In a blog post on the AFA website, Bryan Fischer displays the typical right-wing ignorance of how the constitution works. The post is about Lawrence v Texas, the case that overturned state anti-sodomy laws in 2003. There’s a lot of ignorance here, beginning with this:
Anthony Kennedy wrote the infamous Lawrence v. Texas decision that made laws against sodomy unenforceable in America. The Court issued this egregious display of arrogant and immoral judicial activism despite the fact that sodomy had been a criminal offense in all 50 States until 1961 and was still against the law in 24 States and the District of Columbia when the Lawrence decision was issued.
So in one fell swoop the Court deprived almost half the Union of the right to self-governance through their elected representatives, the essence of a republican form of government, and imposed its own twisted version of morality on the entire country. And here we thought imposing your values on others was supposed to be bad! Silly us for believing that swill.
For Fischer, and for many conservatives, rights belong to groups of people, not individuals. Individuals don’t have a right to live their own life according to the dictates of their conscience as long as they don’t harm another person or deprive them of their equal rights, which is the Jeffersonian view; groups of people — local communities or the majority of state and federal voters — have the “right” to tell individuals what to do even if the actions of those individuals don’t affect them in any way.
No, you can read the Constitution from front to back, back to front, upside down, from right to left and hanging from a chandelier and you will find no mention whatsoever of any right to engage in sodomy. You won’t find it because it’s not there. It simply does not exist as a constitutional right, no matter what the fevered brains of six black-robed tyrants said in 2003.

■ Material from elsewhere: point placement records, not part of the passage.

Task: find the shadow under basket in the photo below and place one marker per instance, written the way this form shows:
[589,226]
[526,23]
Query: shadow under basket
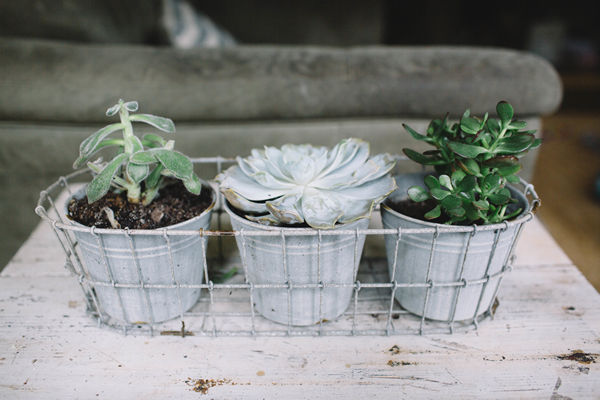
[453,272]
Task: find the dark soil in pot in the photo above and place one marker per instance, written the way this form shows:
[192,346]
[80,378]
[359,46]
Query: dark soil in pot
[175,204]
[416,210]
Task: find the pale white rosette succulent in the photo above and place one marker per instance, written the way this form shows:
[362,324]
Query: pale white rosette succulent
[302,183]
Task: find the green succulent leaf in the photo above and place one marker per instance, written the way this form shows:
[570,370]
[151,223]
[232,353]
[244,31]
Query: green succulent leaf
[137,172]
[113,110]
[422,159]
[468,184]
[416,134]
[509,170]
[193,185]
[467,150]
[144,157]
[418,194]
[431,182]
[131,106]
[498,199]
[493,126]
[505,112]
[451,202]
[469,166]
[517,125]
[88,146]
[154,176]
[435,213]
[501,162]
[155,138]
[164,124]
[504,191]
[536,143]
[457,177]
[471,212]
[458,212]
[100,185]
[446,181]
[491,183]
[135,143]
[439,194]
[176,163]
[515,144]
[513,179]
[481,205]
[470,125]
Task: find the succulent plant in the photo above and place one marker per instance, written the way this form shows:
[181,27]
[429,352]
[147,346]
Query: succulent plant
[302,183]
[131,165]
[476,158]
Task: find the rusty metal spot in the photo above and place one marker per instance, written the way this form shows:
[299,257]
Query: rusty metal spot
[495,306]
[182,332]
[580,356]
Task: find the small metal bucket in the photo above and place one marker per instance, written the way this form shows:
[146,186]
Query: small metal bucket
[301,263]
[120,264]
[455,275]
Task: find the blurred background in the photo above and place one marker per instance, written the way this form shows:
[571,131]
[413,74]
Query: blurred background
[567,34]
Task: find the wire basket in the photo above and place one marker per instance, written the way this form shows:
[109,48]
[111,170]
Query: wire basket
[226,307]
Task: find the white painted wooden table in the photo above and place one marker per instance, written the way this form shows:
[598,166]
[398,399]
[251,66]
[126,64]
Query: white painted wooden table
[548,316]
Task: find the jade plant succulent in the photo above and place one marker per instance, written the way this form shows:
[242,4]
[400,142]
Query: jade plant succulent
[304,184]
[475,159]
[129,170]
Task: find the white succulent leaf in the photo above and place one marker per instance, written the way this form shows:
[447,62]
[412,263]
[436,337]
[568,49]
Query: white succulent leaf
[264,219]
[288,208]
[303,170]
[242,203]
[302,183]
[320,210]
[233,178]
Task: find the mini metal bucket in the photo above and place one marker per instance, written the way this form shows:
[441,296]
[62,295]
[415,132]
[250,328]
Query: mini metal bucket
[454,275]
[316,273]
[121,264]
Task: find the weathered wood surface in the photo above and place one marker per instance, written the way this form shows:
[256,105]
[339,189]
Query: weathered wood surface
[548,315]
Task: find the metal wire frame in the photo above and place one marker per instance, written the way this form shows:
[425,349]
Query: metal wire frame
[386,303]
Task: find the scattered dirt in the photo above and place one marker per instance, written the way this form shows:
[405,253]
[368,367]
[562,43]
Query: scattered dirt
[202,385]
[392,363]
[580,356]
[174,205]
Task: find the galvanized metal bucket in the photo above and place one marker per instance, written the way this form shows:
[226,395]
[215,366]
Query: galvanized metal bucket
[120,264]
[300,264]
[454,275]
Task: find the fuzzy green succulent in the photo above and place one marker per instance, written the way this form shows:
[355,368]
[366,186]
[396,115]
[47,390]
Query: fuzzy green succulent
[304,184]
[475,158]
[131,165]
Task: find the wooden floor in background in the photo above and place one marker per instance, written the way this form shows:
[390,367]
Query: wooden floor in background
[566,169]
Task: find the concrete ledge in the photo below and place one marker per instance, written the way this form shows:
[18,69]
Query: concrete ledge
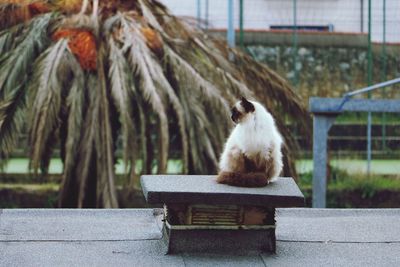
[319,105]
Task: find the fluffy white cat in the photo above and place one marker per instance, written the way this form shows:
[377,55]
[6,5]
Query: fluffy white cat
[252,155]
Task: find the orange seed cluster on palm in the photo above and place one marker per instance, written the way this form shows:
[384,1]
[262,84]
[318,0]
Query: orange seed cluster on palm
[82,44]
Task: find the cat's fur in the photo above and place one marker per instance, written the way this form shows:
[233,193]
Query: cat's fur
[252,155]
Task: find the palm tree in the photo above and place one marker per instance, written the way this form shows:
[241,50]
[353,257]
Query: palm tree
[84,75]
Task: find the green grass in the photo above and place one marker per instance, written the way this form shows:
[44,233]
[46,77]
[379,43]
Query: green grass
[340,180]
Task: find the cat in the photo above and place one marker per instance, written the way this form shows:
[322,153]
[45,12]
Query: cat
[252,154]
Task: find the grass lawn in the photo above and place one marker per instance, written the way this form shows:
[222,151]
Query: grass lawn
[352,166]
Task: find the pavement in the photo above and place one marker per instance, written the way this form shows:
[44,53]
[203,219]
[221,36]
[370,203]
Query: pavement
[132,237]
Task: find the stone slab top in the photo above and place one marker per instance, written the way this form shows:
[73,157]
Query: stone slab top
[203,189]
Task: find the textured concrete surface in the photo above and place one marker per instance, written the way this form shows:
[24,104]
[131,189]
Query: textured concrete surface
[306,237]
[203,189]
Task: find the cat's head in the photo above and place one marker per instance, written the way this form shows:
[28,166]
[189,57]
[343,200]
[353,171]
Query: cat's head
[241,110]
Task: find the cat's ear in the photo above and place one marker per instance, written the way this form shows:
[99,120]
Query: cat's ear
[247,105]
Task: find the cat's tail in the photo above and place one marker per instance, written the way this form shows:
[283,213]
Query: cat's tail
[252,179]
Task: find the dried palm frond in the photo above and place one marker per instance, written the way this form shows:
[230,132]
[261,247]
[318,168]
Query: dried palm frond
[14,73]
[121,85]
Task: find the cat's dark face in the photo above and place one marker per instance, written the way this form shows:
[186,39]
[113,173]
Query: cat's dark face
[241,109]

Does he think parents have the right to send their children to a private religious school or homeschool them? You can read the constitution from front to back, upside down, from right to left and hanging from a chandelier and you will find no mention whatsoever of any right to do so. Pierce v Society of Sisters must have been wrong then, right? Of course not. Because Fischer is engaged in special pleading. He only applies his argument, and states it with such outrage and passion, when it involves results he doesn’t like.
He’s not really opposed to the court protecting unenumerated rights in general, only when they prevent him from imposing his religious beliefs on others. But his argument is not specific to such cases, it pretends to be against the very idea of protecting such rights. To be slightly less technical, he’s full of shit.